The rise of democratized content hasn’t just changed expectations about the types of content brands produce – it has amplified consumers’ voices.
Consumers have dwindling patience for impersonal and transactional relationships with brands. They want to be treated as stakeholders and partners, which means they want brands to listen to their concerns and reflect their values.
This is where community comes into play. But when it comes to building a community alongside the advertising industry – which has always struggled with cultivating trust among consumers – it can be a little more complicated. A study commissioned by the American Association of Advertising Agencies (4As) found that 96% of consumers do not trust in or believe that the ad industry acts with integrity. So how do we as marketers facilitate authentic conversation, show we are actually listening and keep our members engaged? Creating a community for your users or customers, for one, is a great way to change the status quo and shake this perception that big brands aren’t “human.” You can also do this by licensing relevant, user-generated content in your marketing and advertising campaigns (something Catch&Release can help with), but we’ll save that for another post.

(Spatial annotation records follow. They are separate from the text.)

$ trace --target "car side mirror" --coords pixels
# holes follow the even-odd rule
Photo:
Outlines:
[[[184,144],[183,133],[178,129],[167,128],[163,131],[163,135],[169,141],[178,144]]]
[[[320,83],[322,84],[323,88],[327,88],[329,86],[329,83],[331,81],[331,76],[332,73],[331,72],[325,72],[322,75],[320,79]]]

Today we want to focus on an event we recently attended that was put on by CMX, a network for community professionals that provides community teams with everything they need to build thriving communities. It brought together Mindy Day, Senior Community Manager at Patreon; Emily Lakin, Director of Community at Yerba Buena Center for the Arts; and David Spinks, Co-Founder of CMX, for an open discussion on building intrinsically motivated communities.
Below are some key takeaways from the event.
#1: Build a personal (human!) relationship with community members
This may seem like a given, but it can often be overlooked when the goal of starting a community is usually to get as many people to join as quickly as possible. Providing a format for direct, 1:1 conversations helps build a personal relationship between you and your members. This highly personal format is what can encourage continued, active membership, as opposed to joining and then forgetting about it. It also gives your brand a chance to establish its values and mission for both the company and the community.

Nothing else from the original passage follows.